Jumping Off the Planet Read online

Page 2


  "Okay, Stinky!" I said. "Look at me."

  It worked; I got his attention. "Don't call me that!" he cried angrily.

  "All right, but you have to look at me. I'm going to lower my belt. Don't reach for it until I tell you, okay? Because you're only going to get one chance. I'm coming down now—"

  Still holding onto the end of Douglas's belt, I edged downward, just a little bit at first—I felt myself start to slide—and Douglas caught the slack instantly. Some rocks and pebbles rolled away around me. But I didn't follow them. I might live through this after all. "A little bit more, Doug. I'm almost there." I looped my belt around my other wrist, like Douglas had done, and lowered it to Stinky. It almost reached. I stretched as far as I could.

  "Okay, kiddo," I said. "On three—"

  "I can't do it!" he whined. "I can't!"

  "Yes, you can," said Douglas. "Just listen to me—"

  That wasn't going to work, Stinky never listened to anyone, "No, Doug, Stinky's right. He can't reach it. Stinky's just a little baby. He can't do anything—"

  It worked. Before I'd finished the sentence, Stinky had swung and grabbed the end of my belt and nearly yanked me off the wall of the crater, he grabbed so hard. Without thinking, I pulled back in response, and Doug pulled on me, and Dad was there pulling on Doug, and somehow we all ended up back on the path, Doug against Dad with Dad holding him tight, and me against Doug with Doug holding me, and Stinky in my arms, hanging onto me like a human death-grip. The four of us just stayed like that for the longest time, all of us trying to catch our breaths at once.

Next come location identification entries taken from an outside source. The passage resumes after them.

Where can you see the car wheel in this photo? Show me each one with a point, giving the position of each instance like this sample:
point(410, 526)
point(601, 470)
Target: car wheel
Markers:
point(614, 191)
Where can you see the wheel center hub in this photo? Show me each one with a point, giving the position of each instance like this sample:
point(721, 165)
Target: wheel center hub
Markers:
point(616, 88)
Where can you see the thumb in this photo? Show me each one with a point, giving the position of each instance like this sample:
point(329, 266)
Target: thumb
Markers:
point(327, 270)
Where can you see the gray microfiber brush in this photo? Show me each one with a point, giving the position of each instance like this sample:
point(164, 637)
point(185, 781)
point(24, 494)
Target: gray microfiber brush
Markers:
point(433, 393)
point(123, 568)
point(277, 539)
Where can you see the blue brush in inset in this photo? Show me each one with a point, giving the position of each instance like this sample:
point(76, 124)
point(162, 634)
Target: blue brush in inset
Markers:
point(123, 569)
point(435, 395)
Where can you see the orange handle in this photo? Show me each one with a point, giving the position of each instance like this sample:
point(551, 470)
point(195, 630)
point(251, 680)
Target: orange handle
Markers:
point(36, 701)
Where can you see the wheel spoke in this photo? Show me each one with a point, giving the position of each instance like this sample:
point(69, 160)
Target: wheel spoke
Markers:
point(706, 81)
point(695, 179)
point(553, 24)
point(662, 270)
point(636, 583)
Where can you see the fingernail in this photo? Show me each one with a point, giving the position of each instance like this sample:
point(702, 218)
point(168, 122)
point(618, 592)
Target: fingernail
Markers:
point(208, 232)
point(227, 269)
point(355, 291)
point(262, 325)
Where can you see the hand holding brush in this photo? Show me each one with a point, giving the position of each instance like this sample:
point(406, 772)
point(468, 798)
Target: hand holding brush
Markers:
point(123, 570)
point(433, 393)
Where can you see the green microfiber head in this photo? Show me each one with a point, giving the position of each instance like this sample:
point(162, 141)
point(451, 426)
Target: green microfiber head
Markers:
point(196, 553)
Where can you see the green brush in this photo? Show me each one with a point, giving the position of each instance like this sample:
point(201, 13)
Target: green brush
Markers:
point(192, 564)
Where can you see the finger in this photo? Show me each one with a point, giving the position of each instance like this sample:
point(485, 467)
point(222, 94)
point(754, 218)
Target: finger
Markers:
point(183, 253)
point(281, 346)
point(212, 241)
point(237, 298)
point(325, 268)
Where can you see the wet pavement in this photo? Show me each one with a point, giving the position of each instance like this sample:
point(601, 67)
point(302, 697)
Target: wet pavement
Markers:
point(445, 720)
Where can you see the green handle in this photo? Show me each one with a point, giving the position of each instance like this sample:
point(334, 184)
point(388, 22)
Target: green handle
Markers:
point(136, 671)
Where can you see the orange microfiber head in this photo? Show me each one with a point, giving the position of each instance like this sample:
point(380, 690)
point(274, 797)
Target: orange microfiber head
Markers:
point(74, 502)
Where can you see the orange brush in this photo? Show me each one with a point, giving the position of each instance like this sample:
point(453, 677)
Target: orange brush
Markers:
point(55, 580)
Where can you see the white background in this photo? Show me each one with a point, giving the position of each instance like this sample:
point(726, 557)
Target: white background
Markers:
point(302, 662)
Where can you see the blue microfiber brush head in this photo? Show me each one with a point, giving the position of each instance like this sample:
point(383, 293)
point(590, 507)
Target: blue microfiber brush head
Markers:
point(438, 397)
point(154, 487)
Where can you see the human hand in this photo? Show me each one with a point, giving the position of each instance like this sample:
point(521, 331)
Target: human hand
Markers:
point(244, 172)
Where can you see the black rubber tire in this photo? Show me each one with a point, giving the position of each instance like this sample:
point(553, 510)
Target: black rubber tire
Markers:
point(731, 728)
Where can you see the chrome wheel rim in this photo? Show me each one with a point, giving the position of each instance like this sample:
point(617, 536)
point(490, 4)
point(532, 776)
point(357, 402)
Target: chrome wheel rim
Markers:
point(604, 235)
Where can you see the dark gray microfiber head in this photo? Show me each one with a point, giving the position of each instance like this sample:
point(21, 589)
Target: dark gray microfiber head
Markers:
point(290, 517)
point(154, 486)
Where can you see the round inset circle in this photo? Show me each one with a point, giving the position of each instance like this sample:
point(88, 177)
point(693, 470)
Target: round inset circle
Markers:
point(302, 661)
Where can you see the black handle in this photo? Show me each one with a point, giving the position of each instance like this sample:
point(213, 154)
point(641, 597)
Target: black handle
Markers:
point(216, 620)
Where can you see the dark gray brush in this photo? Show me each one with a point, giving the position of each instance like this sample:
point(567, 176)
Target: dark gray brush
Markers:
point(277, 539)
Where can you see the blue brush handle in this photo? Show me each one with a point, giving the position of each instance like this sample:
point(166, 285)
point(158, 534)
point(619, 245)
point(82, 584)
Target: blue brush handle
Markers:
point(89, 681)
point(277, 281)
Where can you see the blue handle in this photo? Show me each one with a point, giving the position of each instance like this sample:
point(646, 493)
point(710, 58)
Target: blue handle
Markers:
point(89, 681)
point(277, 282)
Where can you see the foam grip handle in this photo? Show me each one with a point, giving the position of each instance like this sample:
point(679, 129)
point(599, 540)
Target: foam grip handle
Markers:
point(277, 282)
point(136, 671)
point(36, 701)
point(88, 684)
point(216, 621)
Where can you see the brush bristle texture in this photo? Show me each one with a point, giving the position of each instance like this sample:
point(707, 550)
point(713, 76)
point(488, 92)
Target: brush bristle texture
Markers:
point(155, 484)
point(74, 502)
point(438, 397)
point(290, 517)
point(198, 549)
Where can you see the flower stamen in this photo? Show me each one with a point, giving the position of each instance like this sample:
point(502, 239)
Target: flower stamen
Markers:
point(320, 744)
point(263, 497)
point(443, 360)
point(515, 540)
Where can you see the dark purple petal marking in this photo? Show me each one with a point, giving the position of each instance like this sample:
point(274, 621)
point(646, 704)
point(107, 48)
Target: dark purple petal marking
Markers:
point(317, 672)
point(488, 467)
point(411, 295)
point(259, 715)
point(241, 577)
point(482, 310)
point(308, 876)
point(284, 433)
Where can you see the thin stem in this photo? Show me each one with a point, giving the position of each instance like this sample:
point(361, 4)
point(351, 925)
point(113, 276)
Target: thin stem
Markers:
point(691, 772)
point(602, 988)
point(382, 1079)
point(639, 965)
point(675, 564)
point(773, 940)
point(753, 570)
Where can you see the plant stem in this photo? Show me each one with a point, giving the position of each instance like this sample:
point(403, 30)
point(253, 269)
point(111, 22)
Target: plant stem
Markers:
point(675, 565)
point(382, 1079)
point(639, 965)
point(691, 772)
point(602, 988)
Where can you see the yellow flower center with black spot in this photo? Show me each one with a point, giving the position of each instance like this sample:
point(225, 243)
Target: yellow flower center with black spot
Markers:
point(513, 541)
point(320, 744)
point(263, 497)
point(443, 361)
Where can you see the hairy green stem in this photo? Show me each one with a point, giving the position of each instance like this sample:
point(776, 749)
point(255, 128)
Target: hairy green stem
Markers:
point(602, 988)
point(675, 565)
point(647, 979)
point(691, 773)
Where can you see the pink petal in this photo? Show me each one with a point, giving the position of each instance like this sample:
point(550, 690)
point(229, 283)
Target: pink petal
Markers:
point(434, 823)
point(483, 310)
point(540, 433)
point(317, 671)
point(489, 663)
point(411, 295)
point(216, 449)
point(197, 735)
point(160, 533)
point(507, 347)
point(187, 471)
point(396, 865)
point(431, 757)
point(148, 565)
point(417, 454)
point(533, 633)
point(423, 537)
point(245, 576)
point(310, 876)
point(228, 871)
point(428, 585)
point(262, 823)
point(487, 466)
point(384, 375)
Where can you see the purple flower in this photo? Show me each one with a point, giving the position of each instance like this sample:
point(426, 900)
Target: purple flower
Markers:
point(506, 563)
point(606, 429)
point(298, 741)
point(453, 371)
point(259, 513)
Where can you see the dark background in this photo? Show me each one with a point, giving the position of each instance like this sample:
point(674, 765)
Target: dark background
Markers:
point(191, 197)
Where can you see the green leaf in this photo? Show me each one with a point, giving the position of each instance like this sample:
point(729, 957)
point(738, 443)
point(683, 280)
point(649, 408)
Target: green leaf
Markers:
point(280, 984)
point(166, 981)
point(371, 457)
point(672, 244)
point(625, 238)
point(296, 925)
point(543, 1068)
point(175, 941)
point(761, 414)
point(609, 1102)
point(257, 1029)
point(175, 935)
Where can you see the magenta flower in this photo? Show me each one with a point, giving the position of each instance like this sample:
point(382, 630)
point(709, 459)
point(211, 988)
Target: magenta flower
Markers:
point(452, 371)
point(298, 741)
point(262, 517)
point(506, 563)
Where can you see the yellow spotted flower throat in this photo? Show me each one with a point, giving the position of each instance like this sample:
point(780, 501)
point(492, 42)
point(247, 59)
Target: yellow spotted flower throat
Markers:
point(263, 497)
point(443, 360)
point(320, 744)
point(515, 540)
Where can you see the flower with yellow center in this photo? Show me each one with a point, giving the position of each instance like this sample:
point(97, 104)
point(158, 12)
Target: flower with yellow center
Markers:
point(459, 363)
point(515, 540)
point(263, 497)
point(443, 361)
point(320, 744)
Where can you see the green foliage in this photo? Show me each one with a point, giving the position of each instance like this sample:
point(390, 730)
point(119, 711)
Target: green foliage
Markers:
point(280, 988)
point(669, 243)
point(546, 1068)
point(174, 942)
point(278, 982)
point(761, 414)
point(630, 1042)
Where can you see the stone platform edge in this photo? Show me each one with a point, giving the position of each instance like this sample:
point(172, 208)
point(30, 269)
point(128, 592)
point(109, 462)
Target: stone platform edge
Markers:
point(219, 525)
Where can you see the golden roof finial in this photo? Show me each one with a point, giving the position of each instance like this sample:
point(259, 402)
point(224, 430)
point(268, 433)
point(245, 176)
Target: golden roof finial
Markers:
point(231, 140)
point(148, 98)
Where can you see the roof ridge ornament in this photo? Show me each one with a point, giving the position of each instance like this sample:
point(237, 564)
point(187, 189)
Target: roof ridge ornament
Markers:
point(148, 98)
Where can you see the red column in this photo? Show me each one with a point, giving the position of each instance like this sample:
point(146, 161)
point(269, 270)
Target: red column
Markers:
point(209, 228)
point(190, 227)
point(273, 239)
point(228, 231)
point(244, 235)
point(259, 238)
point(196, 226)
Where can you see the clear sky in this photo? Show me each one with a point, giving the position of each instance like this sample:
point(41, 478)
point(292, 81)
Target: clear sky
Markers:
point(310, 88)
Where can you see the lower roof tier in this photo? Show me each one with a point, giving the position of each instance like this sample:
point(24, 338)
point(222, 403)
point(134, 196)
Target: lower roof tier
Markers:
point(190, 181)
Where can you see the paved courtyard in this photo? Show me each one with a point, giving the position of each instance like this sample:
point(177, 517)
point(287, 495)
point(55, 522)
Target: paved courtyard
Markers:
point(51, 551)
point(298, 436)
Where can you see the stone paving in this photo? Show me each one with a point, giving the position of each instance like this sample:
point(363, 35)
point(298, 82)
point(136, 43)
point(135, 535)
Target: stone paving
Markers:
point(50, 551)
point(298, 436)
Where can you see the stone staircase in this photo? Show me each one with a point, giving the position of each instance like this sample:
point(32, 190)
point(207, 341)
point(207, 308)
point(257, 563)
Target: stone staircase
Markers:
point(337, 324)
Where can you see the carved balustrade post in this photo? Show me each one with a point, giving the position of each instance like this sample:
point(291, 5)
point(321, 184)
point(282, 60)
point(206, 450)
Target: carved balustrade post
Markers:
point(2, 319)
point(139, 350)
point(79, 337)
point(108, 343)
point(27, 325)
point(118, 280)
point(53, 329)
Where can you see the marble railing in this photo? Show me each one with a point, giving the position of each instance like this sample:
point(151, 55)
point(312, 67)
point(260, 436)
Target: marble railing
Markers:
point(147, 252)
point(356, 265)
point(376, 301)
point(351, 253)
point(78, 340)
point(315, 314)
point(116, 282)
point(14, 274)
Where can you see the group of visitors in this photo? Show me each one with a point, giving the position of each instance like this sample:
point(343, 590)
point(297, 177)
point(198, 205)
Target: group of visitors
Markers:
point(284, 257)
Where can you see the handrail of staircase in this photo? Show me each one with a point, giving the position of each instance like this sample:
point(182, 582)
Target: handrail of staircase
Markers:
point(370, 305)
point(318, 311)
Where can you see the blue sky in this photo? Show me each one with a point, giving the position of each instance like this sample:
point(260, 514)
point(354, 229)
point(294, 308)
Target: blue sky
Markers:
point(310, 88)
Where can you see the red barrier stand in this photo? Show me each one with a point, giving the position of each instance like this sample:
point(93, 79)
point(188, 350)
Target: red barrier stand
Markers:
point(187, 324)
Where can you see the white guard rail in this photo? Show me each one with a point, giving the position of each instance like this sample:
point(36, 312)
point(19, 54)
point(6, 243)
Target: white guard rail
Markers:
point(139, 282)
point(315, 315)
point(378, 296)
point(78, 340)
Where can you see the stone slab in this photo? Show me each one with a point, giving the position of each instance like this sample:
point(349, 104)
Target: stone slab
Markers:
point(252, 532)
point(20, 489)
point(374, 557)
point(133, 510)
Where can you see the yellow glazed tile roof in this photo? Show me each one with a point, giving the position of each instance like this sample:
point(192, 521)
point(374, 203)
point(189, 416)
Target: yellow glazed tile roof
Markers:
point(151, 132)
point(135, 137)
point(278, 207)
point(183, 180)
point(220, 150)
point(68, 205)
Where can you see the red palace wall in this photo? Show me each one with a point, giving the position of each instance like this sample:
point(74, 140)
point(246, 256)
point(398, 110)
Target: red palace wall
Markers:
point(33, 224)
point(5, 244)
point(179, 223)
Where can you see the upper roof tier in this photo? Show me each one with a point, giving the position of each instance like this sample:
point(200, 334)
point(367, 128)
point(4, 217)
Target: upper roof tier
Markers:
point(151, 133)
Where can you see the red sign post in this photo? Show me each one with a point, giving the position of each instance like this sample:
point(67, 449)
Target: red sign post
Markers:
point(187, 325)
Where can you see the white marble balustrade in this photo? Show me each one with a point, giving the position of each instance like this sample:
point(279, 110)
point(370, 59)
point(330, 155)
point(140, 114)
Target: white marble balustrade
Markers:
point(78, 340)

  I kept my eyes closed. Because when I opened them, all there was to see was how deep the crater was and how high we were—and all that empty space made me want to throw up more than ever now.

  Eventually we untangled ourselves—very carefully. It would have been real stupid to fall down the hole now. Dad looked gray and shaken, but he waved me off when I asked if he was all right. He looked like he wanted to say something, but then he looked like he didn't know what—finally he just waved his hand as if to erase everything and pointed back up the path.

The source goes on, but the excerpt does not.